As a developer, sooner or later you’ll reach a piece of code that won’t make sense, this is especially true in Perl (even if you wrote the code). This is due to the freedom that Perl offers you as a developer to code yourself into a corner. The fact that Perl comes with the motto:
There’s more than one way to do it.
should be a give away to this.
NOTE: When your options are open the possibility for creativity as well as disaster is greatly increased!
Although a lot of developers consider Perl’s default variable bad practice, unreadable and often just ugly, to me $_ is at the very core of the philosophy of Perl. It allows for great creativity but will cause you and your team pain if used flippantly.

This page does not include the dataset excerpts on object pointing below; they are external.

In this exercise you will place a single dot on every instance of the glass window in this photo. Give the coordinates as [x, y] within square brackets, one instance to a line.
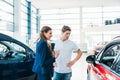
[110, 55]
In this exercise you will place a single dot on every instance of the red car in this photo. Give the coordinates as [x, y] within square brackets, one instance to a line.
[99, 46]
[106, 64]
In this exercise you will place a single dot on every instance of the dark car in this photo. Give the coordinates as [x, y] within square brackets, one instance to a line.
[106, 64]
[99, 46]
[16, 59]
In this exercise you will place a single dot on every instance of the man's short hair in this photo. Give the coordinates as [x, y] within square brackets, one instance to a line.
[66, 28]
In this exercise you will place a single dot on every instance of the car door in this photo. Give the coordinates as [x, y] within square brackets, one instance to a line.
[103, 70]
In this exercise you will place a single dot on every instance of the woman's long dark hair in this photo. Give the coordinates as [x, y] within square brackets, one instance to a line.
[42, 36]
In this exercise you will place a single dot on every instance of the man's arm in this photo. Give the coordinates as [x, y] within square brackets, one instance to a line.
[79, 54]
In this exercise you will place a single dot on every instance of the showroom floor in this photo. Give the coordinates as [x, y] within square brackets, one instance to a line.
[79, 69]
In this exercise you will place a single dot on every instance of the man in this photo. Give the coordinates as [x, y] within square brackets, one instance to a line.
[65, 48]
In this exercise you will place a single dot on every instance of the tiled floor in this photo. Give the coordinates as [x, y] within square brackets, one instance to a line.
[79, 70]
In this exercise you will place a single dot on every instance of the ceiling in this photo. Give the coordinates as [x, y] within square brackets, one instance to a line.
[55, 4]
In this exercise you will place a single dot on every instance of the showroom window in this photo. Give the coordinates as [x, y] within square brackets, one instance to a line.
[6, 17]
[29, 20]
[56, 18]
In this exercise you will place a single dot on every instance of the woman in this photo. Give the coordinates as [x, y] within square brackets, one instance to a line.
[43, 64]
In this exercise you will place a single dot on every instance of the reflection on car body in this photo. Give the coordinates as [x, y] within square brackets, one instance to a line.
[106, 64]
[99, 46]
[16, 59]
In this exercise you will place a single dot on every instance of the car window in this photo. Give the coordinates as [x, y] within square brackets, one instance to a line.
[2, 47]
[110, 55]
[16, 46]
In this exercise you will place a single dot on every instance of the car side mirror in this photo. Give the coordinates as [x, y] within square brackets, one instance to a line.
[91, 59]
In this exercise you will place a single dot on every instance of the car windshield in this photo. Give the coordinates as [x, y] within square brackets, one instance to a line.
[15, 46]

Working knowledge of $_ and knowing when to apply it is essential to master Perl.
What Is $_?
Perl’s default variable is exactly what it sounds, a default variable, it’s the variable used when no variable is supplied. This can be difficult for developers to work with, especially if this is a new concept to you. However, it’s well worth learning as it will give you a deeper understanding of Perl and enable you to better work with legacy code, where best practices are not always followed.
How Does It Work?
$_ can be used with the majority of Perl’s functions, both as an input and output. A basic example is a foreach loop. Lets consider a loop without using $_ and then replace the used variables with $_
First, we assign an array of values to the variable @values, then loop over the values printing them as we go. Here we’ve assigned the variable $value to a value in the array as we go, then directly printing it.
my @values = (1, 2 ,3); foreach my $value (@values) { print $value }
We can replace the variable $value with $_. Removing the my $value causes the foreach loop to assign values from the array to $_. $_ is implicit. Perl assumes you want to use it when no variable is supplied. This is also true for using variables, the $value can be removed from the print statement, making the section of code,
foreach (@values) { print; }
Edge Cases
Now, this is how a single loop works. We can make it a little more complex by using a nested loop. What do you expect the output from the following to be?

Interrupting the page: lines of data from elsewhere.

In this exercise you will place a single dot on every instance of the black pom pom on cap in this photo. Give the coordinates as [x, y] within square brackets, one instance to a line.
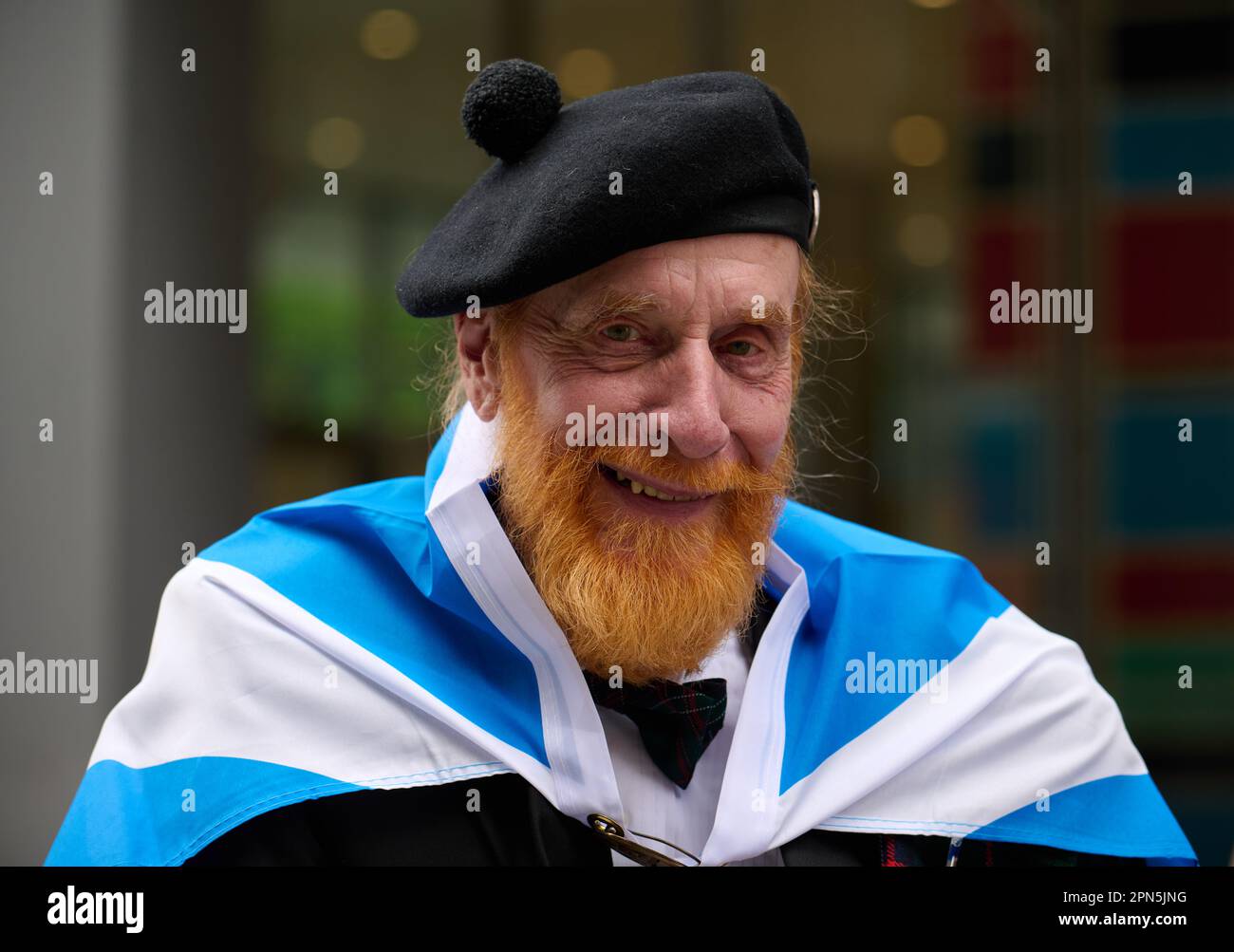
[510, 106]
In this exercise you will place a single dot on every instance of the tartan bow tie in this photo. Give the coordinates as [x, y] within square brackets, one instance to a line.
[677, 721]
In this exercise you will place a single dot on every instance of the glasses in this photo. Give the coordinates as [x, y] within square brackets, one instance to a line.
[612, 833]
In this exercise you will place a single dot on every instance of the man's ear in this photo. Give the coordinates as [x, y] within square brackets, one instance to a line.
[481, 379]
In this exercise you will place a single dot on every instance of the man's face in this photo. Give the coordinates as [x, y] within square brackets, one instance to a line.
[689, 333]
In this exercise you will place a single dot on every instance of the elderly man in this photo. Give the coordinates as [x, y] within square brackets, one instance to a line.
[597, 630]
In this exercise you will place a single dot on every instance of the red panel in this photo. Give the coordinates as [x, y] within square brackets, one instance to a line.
[1172, 276]
[1003, 251]
[1154, 588]
[1000, 54]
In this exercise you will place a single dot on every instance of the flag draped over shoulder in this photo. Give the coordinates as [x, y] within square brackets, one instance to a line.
[354, 640]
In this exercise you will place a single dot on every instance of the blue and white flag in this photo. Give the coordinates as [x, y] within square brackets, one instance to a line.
[349, 642]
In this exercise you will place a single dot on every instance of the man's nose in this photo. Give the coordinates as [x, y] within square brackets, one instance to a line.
[692, 401]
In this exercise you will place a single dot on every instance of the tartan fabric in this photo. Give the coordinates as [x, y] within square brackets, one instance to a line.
[677, 721]
[911, 849]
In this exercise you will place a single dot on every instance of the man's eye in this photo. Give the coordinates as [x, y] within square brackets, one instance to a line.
[621, 333]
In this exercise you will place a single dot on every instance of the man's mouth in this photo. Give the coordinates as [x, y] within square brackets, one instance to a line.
[638, 485]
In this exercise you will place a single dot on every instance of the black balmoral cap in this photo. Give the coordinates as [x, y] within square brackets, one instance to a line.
[706, 153]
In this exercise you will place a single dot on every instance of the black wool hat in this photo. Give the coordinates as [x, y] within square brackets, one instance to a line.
[706, 153]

@a = (1, 2); @b = (3, 4); foreach (@a) { foreach (@b) { print; } }
Within the outer loop $_ is assigned to the current value of @a. However, in the inner loop its reassigned to the current value of @b, meaning the output is 3434.
This example shouldn’t be overly difficult to understand, but it should be obvious that using $_ can cause code to become difficult to read and result in unintended behavior.
Exceptions to the Rule
Shouldn’t we just avoid $_? In many cases, you should try to avoid $_ as you’ll make your code less readable. However, there are some situations where avoiding $_ isn’t possible. Functions such as a map and grep use the explicit form of $_ in their operation.
For example, let’s look at a map. The map takes an array as an input and returns a modified version of the array as an output. In this example, let’s consider a map used to generate squares.
my @numbers = (1, 2, 3, 4); my @squares = map { $_ * $_ } @numbers;
The code is straightforward, take each value in the @numbers array and multiply it by itself. Then, finally store the value in the output array @squares. The value from @numbers is passed into the map as $_, as well as the explicit form of $_ is required to calculate the square.
Final Thoughts
Perl’s $_ variable is powerful and versatile. It allows for great creativity and flexibility. However, overuse will over complicate your code. The choice boils down to sacrificing readability for reduced code clutter. If you find yourself using $_ explicitly outside of the exceptions mentioned above, you would most likely benefit from directly assigning the value to a named variable.